Pronto soccorsoAumentano nei pronto soccorso italiani i pazienti con più di 80 anni che, secondo la Simeu- Società italiana della medicina di emergenza-urgenza, sarebbero circa 100mila persone in più ogni anno. Al tema del ‘grande anziano’ è stata dedicata la terza edizione della settimana nazionale del pronto soccorso che si terrà dal 21 al 29 maggio. Intanto a Ferrara, dal prossimo autunno, partirà la scuola di specializzazione di emergenza-urgenza che forma specialisti in grado di rispondere alle nuove esigenze dei pazienti.

Cresce sempre più il numero di pazienti con più di 80 anni che si reca nei pronto soccorso italiani. Una percentuale importante di persone ‘fragili’ con malattie croniche ed un quadro clinico complicato, che richiede cura e competenze plurispecialistiche e nella maggioranza dei casi necessita del ricovero ospedaliero. Pazienti che aumentano al ritmo di circa 100mila in più all’anno secondo la Simeu, la società italiana della medicina di emergenza-urgenza che dedica la settimana nazionale del pronto soccorso al grande anziano. Numeri che si registrano anche nella provincia estense con un’impennata che si registra soprattutto nell’area che afferisce all’ospedale di Lagosanto. “Al pronto soccorso del Delta, spiega Adelina Ricciardelli, Resp. UO Pronto Soccorso dell’Azienda Usl Ferrara, su mille pazienti, 634 hanno più di 65 anni, contro i 400 pazienti della città e del distretto ovest”.

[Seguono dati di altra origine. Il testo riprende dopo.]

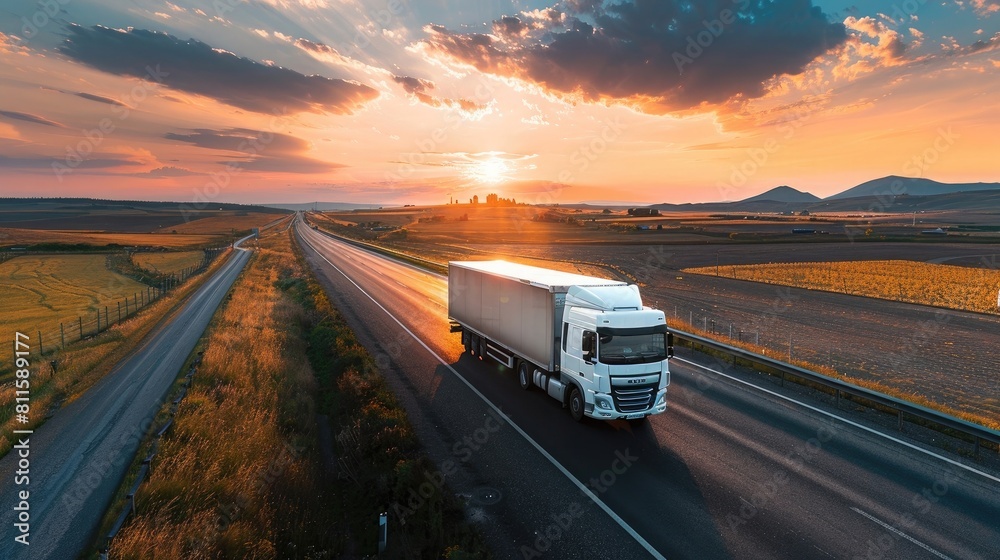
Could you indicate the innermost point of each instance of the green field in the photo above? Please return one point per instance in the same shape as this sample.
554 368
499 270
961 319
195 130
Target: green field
170 262
40 291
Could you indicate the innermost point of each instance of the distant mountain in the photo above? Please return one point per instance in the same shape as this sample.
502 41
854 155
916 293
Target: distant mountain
325 206
894 185
980 200
782 194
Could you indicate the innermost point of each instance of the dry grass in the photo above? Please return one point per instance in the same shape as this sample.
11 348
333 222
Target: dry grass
941 285
26 237
909 396
40 291
226 224
168 263
84 363
231 480
237 476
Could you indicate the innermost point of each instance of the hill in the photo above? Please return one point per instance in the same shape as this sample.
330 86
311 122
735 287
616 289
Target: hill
782 194
327 206
894 185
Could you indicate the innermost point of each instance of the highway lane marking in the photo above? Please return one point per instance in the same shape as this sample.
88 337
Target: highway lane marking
845 420
583 488
900 533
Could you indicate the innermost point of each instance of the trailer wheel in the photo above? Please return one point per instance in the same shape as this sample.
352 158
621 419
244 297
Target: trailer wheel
576 404
524 375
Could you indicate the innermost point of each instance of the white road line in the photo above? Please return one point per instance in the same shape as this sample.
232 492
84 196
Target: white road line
845 420
902 534
583 488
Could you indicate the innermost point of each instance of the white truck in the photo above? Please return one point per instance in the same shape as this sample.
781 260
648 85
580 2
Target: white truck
587 342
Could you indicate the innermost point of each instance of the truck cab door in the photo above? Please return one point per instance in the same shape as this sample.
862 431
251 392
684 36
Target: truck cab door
588 355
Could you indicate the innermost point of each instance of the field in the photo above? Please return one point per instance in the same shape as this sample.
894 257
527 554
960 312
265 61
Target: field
28 222
168 262
945 356
224 224
42 290
27 237
941 285
239 473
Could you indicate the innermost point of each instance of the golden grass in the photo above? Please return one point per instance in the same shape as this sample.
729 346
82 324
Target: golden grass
170 262
40 291
953 287
228 480
237 474
909 396
226 224
19 237
84 363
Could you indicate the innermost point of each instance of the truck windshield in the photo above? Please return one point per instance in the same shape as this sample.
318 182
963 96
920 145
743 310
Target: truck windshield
632 349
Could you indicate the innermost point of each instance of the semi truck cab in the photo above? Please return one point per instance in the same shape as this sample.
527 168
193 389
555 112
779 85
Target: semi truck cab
587 342
616 351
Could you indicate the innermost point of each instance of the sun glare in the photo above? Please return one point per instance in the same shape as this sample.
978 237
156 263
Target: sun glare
491 171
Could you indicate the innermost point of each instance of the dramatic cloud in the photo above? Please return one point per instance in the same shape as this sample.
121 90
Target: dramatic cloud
257 150
99 98
986 7
872 45
166 171
196 67
41 162
419 89
664 56
29 118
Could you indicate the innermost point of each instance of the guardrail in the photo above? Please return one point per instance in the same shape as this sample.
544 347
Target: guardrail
902 408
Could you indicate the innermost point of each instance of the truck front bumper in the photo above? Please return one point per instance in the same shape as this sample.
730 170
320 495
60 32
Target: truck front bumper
602 407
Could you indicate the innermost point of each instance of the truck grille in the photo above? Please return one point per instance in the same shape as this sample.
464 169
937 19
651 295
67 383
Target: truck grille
637 398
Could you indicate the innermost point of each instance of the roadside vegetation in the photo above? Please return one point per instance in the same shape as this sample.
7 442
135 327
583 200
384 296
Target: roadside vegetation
83 363
289 443
168 262
40 291
884 388
954 287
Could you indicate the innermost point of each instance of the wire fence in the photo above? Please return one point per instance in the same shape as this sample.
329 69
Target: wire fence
111 313
129 508
759 333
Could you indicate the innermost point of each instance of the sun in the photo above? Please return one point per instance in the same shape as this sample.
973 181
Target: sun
490 171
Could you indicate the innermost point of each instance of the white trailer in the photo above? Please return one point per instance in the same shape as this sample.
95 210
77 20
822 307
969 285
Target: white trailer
587 342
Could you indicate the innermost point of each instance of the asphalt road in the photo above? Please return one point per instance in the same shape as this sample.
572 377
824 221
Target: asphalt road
79 457
727 472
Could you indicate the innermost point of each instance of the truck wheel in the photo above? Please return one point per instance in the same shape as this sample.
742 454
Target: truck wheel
524 375
576 404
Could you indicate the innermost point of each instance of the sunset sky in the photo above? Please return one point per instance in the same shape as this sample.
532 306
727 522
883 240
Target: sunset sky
397 101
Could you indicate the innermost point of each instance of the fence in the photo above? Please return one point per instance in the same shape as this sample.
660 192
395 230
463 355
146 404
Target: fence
129 507
115 312
904 410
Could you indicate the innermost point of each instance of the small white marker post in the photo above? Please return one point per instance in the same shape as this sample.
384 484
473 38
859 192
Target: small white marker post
383 532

In un sistema nazionale in continua trasformazione è cambiata anche la professionalità di medici ed infermieri che devono rispondere alle nuove esigenze dei pazienti. Specialisti dell’emergenza che devono intervenire e stabilizzare pazienti complicati come appunto l’anziano fragile. Per questo anche a Ferrara in autunno partirà la Scuola di Specializzazione dell’Emergenza Urgenza per formare professionisti in grado di affrontare le emergenze e le urgenze sia sui mezzi di soccorso avanzati, quindi il 118, sia nei pronto soccorsi, nelle osservazioni brevi intensive e nei reparti di medicina d’urgenza degli ospedali. Tre i posti assegnati, di cui due dall’ateneo estense e uno dalla regione.